Brooklyn Museum — Egyptian, Classical, Ancient Near Eastern Art · statue

Relief Fragment of a Human-headed Cobra

Source of record: Brooklyn Museum — Egyptian, Classical, Ancient Near Eastern Art — catalogued by the holding institution. View the original record →

Description

Caption: Relief Fragment of a Human-headed Cobra, 332 B.C.E.–100 C.E.. Limestone (?), 2 5/16 × 2 9/16 × 1 5/8 in. (5.8 × 6.5 × 4.2 cm) mount: 2 1/2 × 2 1/2 × 3 1/4 in. (6.4 × 6.4 × 8.3 cm). Brooklyn Museum, Gift of Evangeline Wilbour Blashfield, Theodora Wilbour, and Victor Wilbour honoring the wishes of their mother, Charlotte Beebe Wilbour, as a memorial to their father, Charles Edwin Wilbour, 16.109. (Photo: Brooklyn Museum)
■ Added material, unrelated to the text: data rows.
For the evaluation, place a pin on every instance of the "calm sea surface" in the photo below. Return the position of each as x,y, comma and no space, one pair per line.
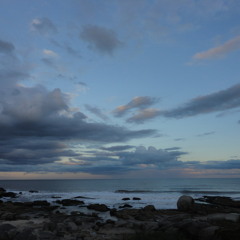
162,193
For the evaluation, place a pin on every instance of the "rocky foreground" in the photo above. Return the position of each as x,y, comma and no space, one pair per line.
208,218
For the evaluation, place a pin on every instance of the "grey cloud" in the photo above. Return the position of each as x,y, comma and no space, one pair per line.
43,26
6,47
96,111
229,46
72,51
69,49
137,102
144,115
50,62
221,165
33,117
215,102
205,134
101,39
117,148
152,156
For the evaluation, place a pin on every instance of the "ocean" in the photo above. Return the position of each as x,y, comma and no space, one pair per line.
162,193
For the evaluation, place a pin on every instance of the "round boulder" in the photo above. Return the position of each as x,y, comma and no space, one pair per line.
185,203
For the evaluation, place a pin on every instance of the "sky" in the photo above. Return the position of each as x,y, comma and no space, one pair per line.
119,88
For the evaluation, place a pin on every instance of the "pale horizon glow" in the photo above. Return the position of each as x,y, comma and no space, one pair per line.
119,89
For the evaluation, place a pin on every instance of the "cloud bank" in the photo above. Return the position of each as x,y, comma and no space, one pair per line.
101,39
220,51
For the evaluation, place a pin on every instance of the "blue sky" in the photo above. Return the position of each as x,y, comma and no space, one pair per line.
120,88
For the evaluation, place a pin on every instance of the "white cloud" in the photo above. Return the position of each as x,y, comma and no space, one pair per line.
50,53
220,51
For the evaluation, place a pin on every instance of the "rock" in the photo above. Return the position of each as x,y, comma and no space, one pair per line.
71,227
41,203
208,233
222,201
8,194
125,206
33,191
98,207
4,230
185,203
149,208
136,198
232,217
55,197
2,190
26,234
69,202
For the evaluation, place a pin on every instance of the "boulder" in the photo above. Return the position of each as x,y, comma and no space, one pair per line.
69,202
98,207
125,206
149,208
185,203
33,191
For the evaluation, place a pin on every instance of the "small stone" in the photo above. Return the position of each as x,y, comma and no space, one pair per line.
185,203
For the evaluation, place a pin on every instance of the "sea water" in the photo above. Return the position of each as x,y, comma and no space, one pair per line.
162,193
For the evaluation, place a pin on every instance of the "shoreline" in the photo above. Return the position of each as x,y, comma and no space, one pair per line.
207,218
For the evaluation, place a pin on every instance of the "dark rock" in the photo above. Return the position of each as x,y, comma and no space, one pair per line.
149,208
98,207
222,201
125,206
4,230
2,190
8,194
33,191
26,234
41,203
185,203
69,202
136,198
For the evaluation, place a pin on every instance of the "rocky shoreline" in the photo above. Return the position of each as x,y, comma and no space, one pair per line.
207,218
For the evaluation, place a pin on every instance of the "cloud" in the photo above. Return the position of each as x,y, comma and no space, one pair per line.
96,111
6,47
101,39
50,53
220,51
206,134
39,127
151,156
44,26
144,115
215,102
137,102
117,148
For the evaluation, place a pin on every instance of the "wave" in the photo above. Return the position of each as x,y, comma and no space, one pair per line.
208,192
184,191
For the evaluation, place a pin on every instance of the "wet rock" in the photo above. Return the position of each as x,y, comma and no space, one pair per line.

AI image analysis GPT-4o-2024-08-06

Machine-generated from the object's image on May 2026. Not curatorial; treat deities, names, and signs below as the model's best reading, not authority.

A sculpted fragment depicting a cobra with a human face.

The artifact is a fragment of a sculpted object showing a cobra with a partially human face. The style suggests it may have been part of a larger piece, possibly a protective or religious artifact. The detail of the scales and the integrated human head indicate skilled artistry, characteristic of Egyptian religious symbolism.

religious unknown fragmentary
Deities Wadjet
Materials stone

Connections

Deities Wadjet
Materials Stone

Cross-references (2)

  • BKM-Accession 16.109 tier-2
  • BKM-Object 9389 tier-2
About this record's data
  • From the source institution — accession, description, dimensions, and dating are as catalogued by Brooklyn Museum — Egyptian, Classical, Ancient Near Eastern Art.
  • AI-inferred — the image-analysis panel (deities, names, signs) is machine-generated and may be wrong.
  • Approximate location — most map points are plotted at the site centroid, not the exact findspot.
  • Inferred links — cross-references marked with a match method other than explicit-source-field were matched by us, not stated by the source.